Tuesday, May 4, 2010

Ambiguous Plato and whether bicamerality may simply mean orality

Quotation from

By Walter J. Ong
Routledge: London, 2002 (first published in 1982).
also available in Questia


Chapter 2, "THE MODERN DISCOVERY OF PRIMARY ORAL CULTURES: EARLY AWARENESS OF ORAL TRADITION" depicts the ancient Greeks (Plato in particular) as being ambiguous in the age of the great shift from orality to literacy.

Ong, quoting Havelock, maintains that Plato's disdain of poets is from his awareness of the change of civilization from orality to literacy.

But, by Plato’s day (427?-347BC) a change had set in: the Greeks had at long last effectively interiorized writing - something which took several centuries after the development of the Greek alphabet around 720-700 BC (Havelock 1963, p. 49, citing Rhys Carpenter). The new way to store knowledge was not in mnemonic formulas but in the written text. This freed the mind for more original, more abstract thought. Havelock shows that Plato excluded poets from his ideal republic essentially (if not quite consciously) because he found himself in a new chirographically styled poetic world in which the formula or cliche, beloved of all traditional poets, was outmoded and counterproductive.

Havelock, Eric A. (1963) Preface to Plato (Cambridge, Mass.: Belknap Press of Harvard University Press).


However, it is not that Plato changed himself from a man of orality to a man of literacy once and for all. As is often the case in times of great changes, Plato cherished and loathed the new culture of writing at the same time.

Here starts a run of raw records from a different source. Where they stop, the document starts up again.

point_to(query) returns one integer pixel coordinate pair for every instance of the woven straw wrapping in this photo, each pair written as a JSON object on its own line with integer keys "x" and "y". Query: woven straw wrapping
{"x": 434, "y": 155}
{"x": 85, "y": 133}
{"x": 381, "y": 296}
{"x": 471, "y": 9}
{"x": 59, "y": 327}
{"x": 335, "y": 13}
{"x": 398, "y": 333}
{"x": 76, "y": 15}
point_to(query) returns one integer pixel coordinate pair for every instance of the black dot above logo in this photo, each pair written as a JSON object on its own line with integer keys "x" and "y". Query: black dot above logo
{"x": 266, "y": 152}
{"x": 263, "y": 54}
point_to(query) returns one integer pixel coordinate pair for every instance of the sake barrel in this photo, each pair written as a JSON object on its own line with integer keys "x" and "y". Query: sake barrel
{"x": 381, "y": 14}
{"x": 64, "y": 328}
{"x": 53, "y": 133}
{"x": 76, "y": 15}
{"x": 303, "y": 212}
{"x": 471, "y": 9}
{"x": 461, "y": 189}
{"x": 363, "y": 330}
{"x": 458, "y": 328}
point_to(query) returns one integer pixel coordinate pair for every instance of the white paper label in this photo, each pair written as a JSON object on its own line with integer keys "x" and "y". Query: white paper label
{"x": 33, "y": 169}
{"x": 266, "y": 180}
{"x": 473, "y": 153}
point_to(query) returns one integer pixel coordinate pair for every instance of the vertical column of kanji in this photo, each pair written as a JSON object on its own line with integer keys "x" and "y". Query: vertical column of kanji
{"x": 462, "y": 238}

The conflict wracked Plato’s own unconscious. For Plato expresses serious reservations in the Phaedrus and his Seventh Letter about writing, as a mechanical, inhuman way of processing knowledge, unresponsive to questions and destructive of memory, although, as we now know, the philosophical thinking Plato fought for depended entirely on writing. No wonder the implications here resisted surfacing for so long. The importance of ancient Greek civilization to all the world was beginning to show in an entirely new light: it marked the point in human history when deeply interiorized alphabetic literacy first clashed head-on with orality. And, despite Plato’s uneasiness, at the time neither Plato nor anyone else was or could be explicitly aware that this was what was going on. (p. 24)



Another interesting part in Chapter for me was where Ong mentions Julian Jaynes. Ong picks up Julian Jaynes as one of the few scholars who clearly understands the difference between orality and literacy (Remember that most modern linguists regards writing as a mere transcription of speech).

However, if attention to sophisticated orality-literacy contrasts is growing in some circles, it is still relatively rare in many fields where it could be helpful. For example, the early and late stages of consciousness which Julian Jaynes (1977) describes and relates to neurophysiological changes in the bicameral mind would also appear to lend themselves largely to much simpler and more verifiable description in terms of a shift from orality to literacy. Jaynes discerns a primitive stage of consciousness in which the brain was strongly ‘bicameral’, with the right hemisphere producing uncontrollable ‘voices’ attributed to the gods which the left hemisphere processed into speech. The ‘voices’ began to lose their effectiveness between 2000 and 1000 BC. This period, it will be noted, is neatly bisected by the invention of the alphabet around 1500 BC, and Jaynes indeed believes that writing helped bring about the breakdown of the original bicamerality. (p. 29)


However, as is already clear in the above quotation, Ong seems to believe that the bicameral hypothesis can be reduced to a simple argument concerning orality and literacy.

The Iliad provides him with examples of bicamerality in its unselfconscious characters. Jaynes dates the Odyssey a hundred years later than the Iliad and believes that wily Odysseus marks a breakthrough into the modern self-conscious mind, no longer under the rule of the ‘voices’. Whatever one makes of Jaynes’s theories, one cannot but be struck by the resemblance between the characteristics of the early or ‘bicameral’ psyche as Jaynes describes it - lack of introspectivity, of analytic prowess, of concern with the will as such, of a sense of difference between past and future - and the characteristics of the psyche in oral cultures not only in the past but even today. The effects of oral states of consciousness are bizarre to the literate mind, and they can invite elaborate explanations which may turn out to be needless. Bicamerality may mean simply orality. The question of orality and bicamerality perhaps needs further investigation. (p. 30)



Anyone who's interested in Julian Jaynes' theory of consciousness, cannot afford to ignore the media studies.